Since 2010, Jack White has performed at the Cain's, apparently a favorite of his. The performances included a three-night stand in 2019 with The Raconteurs and a surprise show in 2024.

Other performers have performed surprise pop-up shows at the venue, the earliest being an appearance from Eric Clapton at a show in 1975. Green Day held a concert at one day's notice in 2021 celebrating the "music world bounce back" from the COVID-19 pandemic,

== Influence and legacy ==
Cain's Ballroom is frequently referred to as a historic part of downtown Tulsa.
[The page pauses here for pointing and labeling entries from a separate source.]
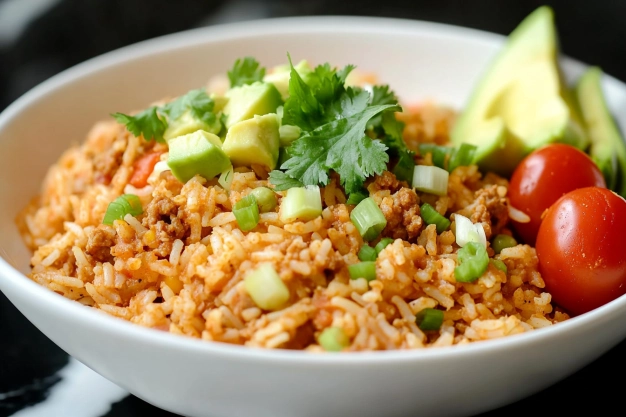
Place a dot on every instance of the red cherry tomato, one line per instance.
(545, 175)
(580, 247)
(143, 168)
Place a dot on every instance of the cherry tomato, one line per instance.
(545, 175)
(143, 168)
(580, 247)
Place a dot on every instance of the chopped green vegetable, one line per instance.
(432, 216)
(384, 242)
(473, 262)
(430, 179)
(121, 206)
(301, 203)
(502, 242)
(499, 264)
(249, 100)
(245, 71)
(265, 198)
(367, 253)
(253, 141)
(356, 197)
(266, 288)
(365, 270)
(226, 178)
(368, 219)
(246, 212)
(333, 339)
(466, 231)
(429, 319)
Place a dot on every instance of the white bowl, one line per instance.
(195, 378)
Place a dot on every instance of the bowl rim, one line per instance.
(283, 25)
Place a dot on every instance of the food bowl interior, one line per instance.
(420, 61)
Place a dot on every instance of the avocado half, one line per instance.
(521, 102)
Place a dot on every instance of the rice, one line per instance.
(180, 266)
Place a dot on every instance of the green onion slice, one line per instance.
(430, 179)
(246, 213)
(502, 242)
(466, 231)
(429, 319)
(432, 216)
(121, 206)
(368, 219)
(265, 198)
(333, 339)
(367, 253)
(473, 262)
(266, 288)
(384, 242)
(301, 203)
(365, 270)
(226, 178)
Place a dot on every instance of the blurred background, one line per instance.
(39, 38)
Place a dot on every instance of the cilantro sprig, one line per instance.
(245, 71)
(335, 121)
(152, 122)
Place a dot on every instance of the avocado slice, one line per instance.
(245, 101)
(521, 102)
(187, 123)
(607, 148)
(280, 74)
(254, 141)
(199, 152)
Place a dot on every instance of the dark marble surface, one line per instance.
(37, 378)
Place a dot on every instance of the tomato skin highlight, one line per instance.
(580, 249)
(142, 169)
(545, 175)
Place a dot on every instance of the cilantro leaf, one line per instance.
(152, 122)
(282, 181)
(146, 123)
(405, 164)
(302, 108)
(323, 99)
(342, 146)
(245, 71)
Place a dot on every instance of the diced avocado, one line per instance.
(280, 75)
(245, 101)
(608, 148)
(521, 102)
(187, 123)
(254, 141)
(199, 152)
It has become a beacon for red dirt musicians, and a frequent bucket list item. "Cain's Dancing Academy" was listed in the National Register of Historical Places in 2003. In 2020 the Los Angeles Times ranked it no. 4 on their list of "12 best places to hear live music in America". In 2021, Pollstar ranked it no. 13 worldwide for ticket sales at club venues.

In 2024 the Cain's celebrated its 100th anniversary with a series of concerts throughout the year. Plans were announced for a documentary titled Raisin' Cain, directed by Tate Wittenberg. Cameraman Michael Peyton Jr. provided footage from his decades of working in the Cain's. As of October 2025, the film has yet to have been released.